We can't Retire Worries About Social Security, Medicare

COMMENTARY Social Security

We can't Retire Worries About Social Security, Medicare

May 24, 2006 2 min read
COMMENTARY BY
Edwin J. Feulner, PhD

Founder and Former President

Heritage Trustee since 1973 | Heritage President from 1977 to 2013

Sometimes the biggest stories don't make the newspaper.

Earlier this month, the trustees of the Social Security and Medicare trust funds issued their annual report on the future of the programs -- to little fanfare. Yet the report merits large headlines. It's important. And it's grim.

The trustees report that the two programs have promised $37 trillion more in benefits than they can deliver. In years to come, these entitlements are set to eat up shocking amounts of tax income.

One of the trustees estimates that, unless we fix these programs now, more than a quarter of all federal income taxes in 2020 will be spent on Social Security and Medicare benefits. That's up from about 7 percent today, in addition to the more than $764 billion in payroll taxes in 2005, to fund the two programs. By 2030, roughly half of all income taxes would be needed to keep these two programs afloat.

The trustees also report that the Medicare Hospital Insurance Trust fund will run out of money by 2018, two years earlier than they projected just last year. Since we allowed 2005 to pass without doing anything, this means we've actually lost three years that could have been used to fix the program. That fact alone should spur lawmakers to act.

Unfortunately, the most recent attempt at reform made the problem worse. In 2003, lawmakers tacked an open-ended prescription-drug entitlement onto Medicare, an expansion the trustees say will cost $8 trillion over the next 75 years.

It's time for Congress and the administration to change Medicare from today's open-ended entitlement to a defined-contribution program, one that adjusts contributions for age, health costs and income.

None of that will be easy politically, of course. But if lawmakers won't do something now, they'll have to do something in five years, or in 2018 when Medicare goes into the red. And the sooner they act, the more choices they'll have.

Social Security presents a similar problem.

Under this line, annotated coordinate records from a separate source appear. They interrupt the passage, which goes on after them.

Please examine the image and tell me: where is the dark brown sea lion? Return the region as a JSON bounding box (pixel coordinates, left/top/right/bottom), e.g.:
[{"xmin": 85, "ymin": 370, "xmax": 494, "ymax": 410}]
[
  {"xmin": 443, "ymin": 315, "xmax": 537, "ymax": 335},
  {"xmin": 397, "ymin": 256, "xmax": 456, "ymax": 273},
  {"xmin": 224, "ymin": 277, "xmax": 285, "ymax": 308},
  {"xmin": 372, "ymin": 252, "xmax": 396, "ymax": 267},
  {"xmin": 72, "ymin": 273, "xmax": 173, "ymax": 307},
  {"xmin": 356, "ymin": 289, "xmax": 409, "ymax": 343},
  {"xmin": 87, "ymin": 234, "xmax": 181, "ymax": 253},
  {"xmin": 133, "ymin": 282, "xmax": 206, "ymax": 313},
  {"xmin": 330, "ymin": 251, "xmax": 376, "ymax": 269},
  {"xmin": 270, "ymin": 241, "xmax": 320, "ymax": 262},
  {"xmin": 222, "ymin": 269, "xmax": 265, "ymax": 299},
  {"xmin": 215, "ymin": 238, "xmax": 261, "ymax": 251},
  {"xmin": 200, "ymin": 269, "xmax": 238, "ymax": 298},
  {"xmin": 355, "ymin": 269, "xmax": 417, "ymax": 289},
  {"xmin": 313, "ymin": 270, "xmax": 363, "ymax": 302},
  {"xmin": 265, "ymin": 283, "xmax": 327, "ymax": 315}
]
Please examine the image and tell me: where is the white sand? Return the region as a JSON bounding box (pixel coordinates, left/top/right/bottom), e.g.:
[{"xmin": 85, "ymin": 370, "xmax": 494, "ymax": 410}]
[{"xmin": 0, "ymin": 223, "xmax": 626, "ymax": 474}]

The trustees report that program will continue to collect more in taxes each year than it will spend on benefits until 2017. But at that point, it will become a major drain on the Treasury, because it will start redeeming the special government bonds in the Social Security trust fund. Because there's no actual cash in that trust fund, the government will have to use general revenues -- such as income taxes -- to pay those benefits.

The crunch, in fact, will hit earlier than that. Around 2009, the roughly $100 billion annual Social Security surpluses, a cash cushion Congress has been spending on other programs, will begin to shrink. By 2017, those surpluses will be gone for good.

Think of the trust fund kid who spends his parents' money on frivolous things until the fund eventually dries up. That's the prospect facing the federal government within about 15 years, when today's annual Social Security surplus will turn into a $100 billion annual deficit -- a $200 billion reversal.

To head off the problem, lawmakers should allow workers to start saving money in Social Security personal retirement accounts that they would own and control. This would let younger workers build a nest egg for their own retirement and wouldn't reduce the benefits already promised to Social Security recipients born before 1950.

Many predictions come with a caveat: Maybe they'll happen, maybe they won't. Hurricane season is like that. This year may bring another Katrina, or we may escape without a major storm making landfall. But one storm we know is coming is the shortfall in Social Security and Medicare. The only way to keep that story off the front pages in years to come is to fix the problems now. Time is running out.

Edwin Feulner is president of The Heritage Foundation (heritage.org), a Washington-based public policy research institute and co-author of the new book Getting America Right.